General Synod is one of those settings where inspiration comes from expected and surprising places – including amazing addresses by the Rev. J. Bennett Guess, the Rev. Jim Moos and Leonard Pitts Jr. that elicited hundreds of Twitter and Facebook responses.

And there is no way to fully acknowledge the dozens of amazing presentations and performances that inspired General Synod-goers all day long at Suncoast Saturday – though you can read about many of them at <ucc.org/synod/news.html>.

But inspiration is also found in the challenges, often in the form of calls to justice, that resolutions provide to the United Church of Christ and to the church at large.

Of the many resolutions that will be deliberated beginning today one that stands out to me, as the result of several recent conversations, is “Affirming Health Care Coverage for Clergy Families.”

What, to some, may seem a minor issue is, in fact, a major justice concern for many clergy families and employees in various settings of our church.

The continuity of health coverage when there is an extended period of unemployment between calls, the near-impossible option for enrolling new members once the clergy member enters the The Pension Boards health care plan, and the denial of coverage to clergy and family members for pre-existing conditions are all issues that the General Synod has urged the U.S. government to address through its call for Universal Health Coverage at General Synod 18.

Why then has the UCC’s own Pension Boards been so slow to adopt what the General Synod considers dire justice issues in health care for the rest of society?

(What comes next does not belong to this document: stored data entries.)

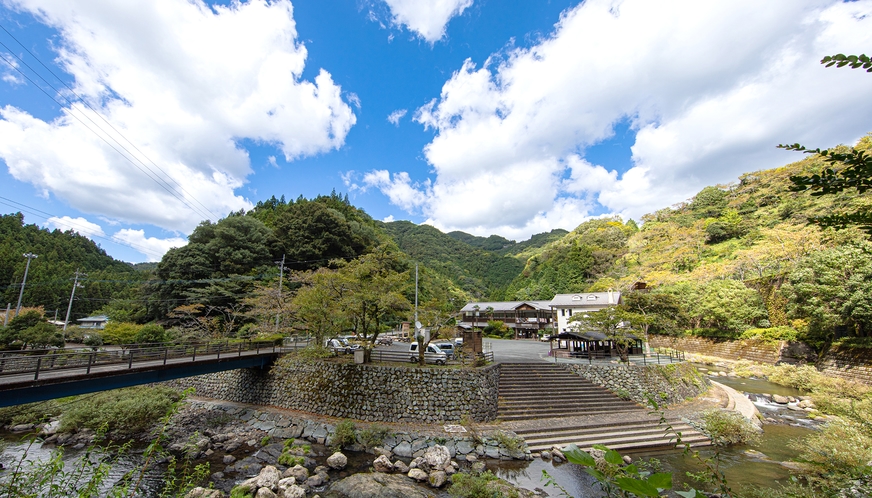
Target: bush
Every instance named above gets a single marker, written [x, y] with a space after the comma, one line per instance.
[124, 412]
[772, 334]
[344, 435]
[728, 427]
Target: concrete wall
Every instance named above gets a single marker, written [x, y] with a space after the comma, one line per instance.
[667, 384]
[361, 392]
[759, 351]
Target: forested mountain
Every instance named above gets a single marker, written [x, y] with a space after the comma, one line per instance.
[481, 273]
[50, 277]
[731, 258]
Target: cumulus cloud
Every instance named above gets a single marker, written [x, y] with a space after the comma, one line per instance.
[709, 88]
[152, 247]
[184, 82]
[429, 18]
[80, 225]
[398, 187]
[395, 117]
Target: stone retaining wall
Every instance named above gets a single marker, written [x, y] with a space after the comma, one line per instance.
[849, 363]
[504, 445]
[759, 351]
[361, 392]
[667, 384]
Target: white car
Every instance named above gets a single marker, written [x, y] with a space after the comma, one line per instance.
[431, 355]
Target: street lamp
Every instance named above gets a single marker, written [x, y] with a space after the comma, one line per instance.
[29, 256]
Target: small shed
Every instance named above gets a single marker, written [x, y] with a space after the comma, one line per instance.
[590, 344]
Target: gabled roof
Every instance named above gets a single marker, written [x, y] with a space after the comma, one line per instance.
[507, 306]
[584, 299]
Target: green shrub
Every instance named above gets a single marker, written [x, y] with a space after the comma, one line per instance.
[773, 334]
[344, 435]
[124, 412]
[728, 427]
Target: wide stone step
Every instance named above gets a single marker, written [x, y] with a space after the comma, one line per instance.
[629, 445]
[528, 415]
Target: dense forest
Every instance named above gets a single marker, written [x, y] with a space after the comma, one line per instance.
[731, 259]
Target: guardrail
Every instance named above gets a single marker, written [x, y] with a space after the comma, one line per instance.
[36, 362]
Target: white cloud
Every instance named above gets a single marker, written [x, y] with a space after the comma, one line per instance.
[395, 117]
[80, 225]
[152, 247]
[710, 88]
[428, 18]
[184, 82]
[398, 187]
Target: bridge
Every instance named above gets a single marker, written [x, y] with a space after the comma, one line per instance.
[29, 376]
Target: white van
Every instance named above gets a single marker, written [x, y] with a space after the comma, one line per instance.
[431, 355]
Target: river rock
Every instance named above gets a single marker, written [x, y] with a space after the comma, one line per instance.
[375, 485]
[204, 493]
[418, 475]
[288, 489]
[265, 493]
[382, 464]
[298, 472]
[337, 461]
[437, 456]
[437, 479]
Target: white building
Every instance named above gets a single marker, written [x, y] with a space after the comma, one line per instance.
[564, 306]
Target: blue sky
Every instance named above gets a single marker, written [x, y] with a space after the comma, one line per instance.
[489, 117]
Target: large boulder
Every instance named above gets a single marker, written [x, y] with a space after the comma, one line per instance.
[337, 461]
[375, 485]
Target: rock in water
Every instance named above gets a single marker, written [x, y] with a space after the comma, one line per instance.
[382, 464]
[437, 456]
[337, 461]
[375, 485]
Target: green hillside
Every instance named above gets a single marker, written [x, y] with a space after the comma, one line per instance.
[50, 277]
[481, 273]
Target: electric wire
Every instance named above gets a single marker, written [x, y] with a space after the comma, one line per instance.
[69, 111]
[85, 102]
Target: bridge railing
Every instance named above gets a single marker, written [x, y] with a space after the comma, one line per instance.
[39, 361]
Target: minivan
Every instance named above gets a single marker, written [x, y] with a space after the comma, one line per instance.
[431, 355]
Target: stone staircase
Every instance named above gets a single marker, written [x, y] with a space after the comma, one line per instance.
[549, 406]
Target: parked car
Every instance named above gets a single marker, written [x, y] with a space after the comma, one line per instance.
[448, 348]
[431, 355]
[340, 345]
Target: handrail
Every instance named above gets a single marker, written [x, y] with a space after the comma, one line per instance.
[26, 362]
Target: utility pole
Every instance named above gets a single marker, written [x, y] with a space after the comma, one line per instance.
[281, 276]
[72, 295]
[29, 256]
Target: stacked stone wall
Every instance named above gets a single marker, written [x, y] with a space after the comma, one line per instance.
[849, 363]
[361, 392]
[754, 350]
[666, 384]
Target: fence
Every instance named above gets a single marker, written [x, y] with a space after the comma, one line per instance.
[18, 362]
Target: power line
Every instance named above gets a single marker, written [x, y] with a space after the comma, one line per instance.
[150, 174]
[85, 102]
[72, 224]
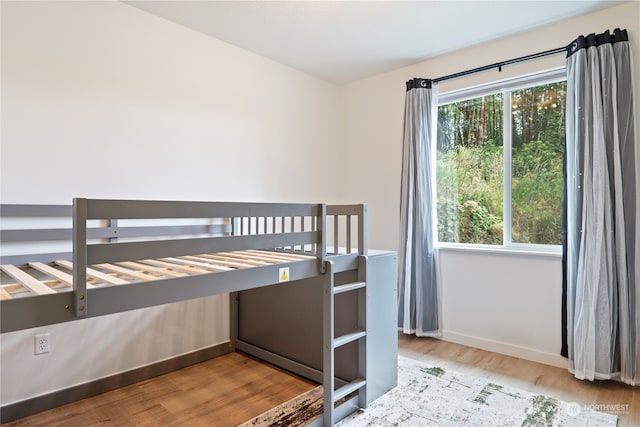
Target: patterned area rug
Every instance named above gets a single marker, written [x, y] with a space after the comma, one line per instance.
[433, 396]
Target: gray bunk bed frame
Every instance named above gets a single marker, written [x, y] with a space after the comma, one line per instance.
[287, 228]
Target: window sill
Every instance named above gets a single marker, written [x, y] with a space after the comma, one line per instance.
[551, 251]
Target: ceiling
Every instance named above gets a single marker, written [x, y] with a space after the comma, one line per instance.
[343, 41]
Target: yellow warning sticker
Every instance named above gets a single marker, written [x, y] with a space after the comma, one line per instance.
[283, 274]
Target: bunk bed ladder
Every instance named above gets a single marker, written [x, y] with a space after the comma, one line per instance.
[331, 343]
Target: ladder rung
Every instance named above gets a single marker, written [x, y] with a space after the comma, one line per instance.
[346, 339]
[348, 287]
[349, 388]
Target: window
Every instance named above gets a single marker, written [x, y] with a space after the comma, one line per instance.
[499, 162]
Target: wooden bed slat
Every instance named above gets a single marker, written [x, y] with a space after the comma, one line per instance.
[95, 274]
[282, 256]
[143, 267]
[210, 267]
[55, 274]
[27, 280]
[178, 267]
[128, 272]
[232, 256]
[223, 262]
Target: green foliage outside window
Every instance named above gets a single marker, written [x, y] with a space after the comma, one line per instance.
[469, 167]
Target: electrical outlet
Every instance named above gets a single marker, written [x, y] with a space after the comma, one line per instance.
[42, 343]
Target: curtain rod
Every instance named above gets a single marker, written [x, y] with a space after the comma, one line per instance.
[426, 83]
[501, 64]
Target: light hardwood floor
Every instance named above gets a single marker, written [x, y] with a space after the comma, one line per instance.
[530, 376]
[225, 391]
[234, 388]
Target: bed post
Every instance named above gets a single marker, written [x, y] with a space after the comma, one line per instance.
[322, 250]
[362, 230]
[80, 256]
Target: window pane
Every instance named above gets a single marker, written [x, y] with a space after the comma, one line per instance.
[536, 175]
[469, 171]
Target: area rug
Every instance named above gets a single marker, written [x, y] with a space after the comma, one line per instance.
[435, 396]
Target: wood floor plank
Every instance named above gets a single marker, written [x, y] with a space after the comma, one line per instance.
[526, 375]
[232, 389]
[221, 392]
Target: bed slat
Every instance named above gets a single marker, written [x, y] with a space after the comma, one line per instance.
[28, 281]
[178, 267]
[143, 267]
[206, 266]
[55, 274]
[128, 272]
[94, 274]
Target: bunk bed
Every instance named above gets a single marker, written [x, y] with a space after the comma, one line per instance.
[131, 254]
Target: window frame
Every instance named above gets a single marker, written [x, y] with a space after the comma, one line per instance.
[505, 87]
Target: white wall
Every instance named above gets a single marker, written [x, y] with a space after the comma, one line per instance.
[502, 302]
[100, 99]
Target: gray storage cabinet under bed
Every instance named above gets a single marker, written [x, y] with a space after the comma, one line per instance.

Why should the General Synod accept policies by the The Pension Boards that it opposes elsewhere?

Yesterday morning I was speaking to a colleague whose spouse recently lost his job. Because of the The Pension Boards’s policy of a “once or nothing” enrollment of family members when clergy member or church employee enters the system, this colleague’s spouse has been denied entrance into the health and dental plan.

When I enrolled in the The Pension Board’s health care plan I was quickly informed that my son had been denied coverage because of a pre-existing condition. He was born prematurely. Fortunately for me, because it was my first enrollment in the “once or nothing” system, a clause stating that no member would be denied because of pre-existing conditions kicked in and the The Pension Boards was forced to enroll my son.

But I doubt my colleague will have as much luck because of the current policies of the The Pension Boards. And I’m sure there are hundreds of clergy families out there choosing between continuation of their The Pension Boards health care plan, food, housing or their children’s education.

I’m hopeful that the General Synod will hold the UCC’s Pension Boards to the same standards it has called for in other health care initiatives.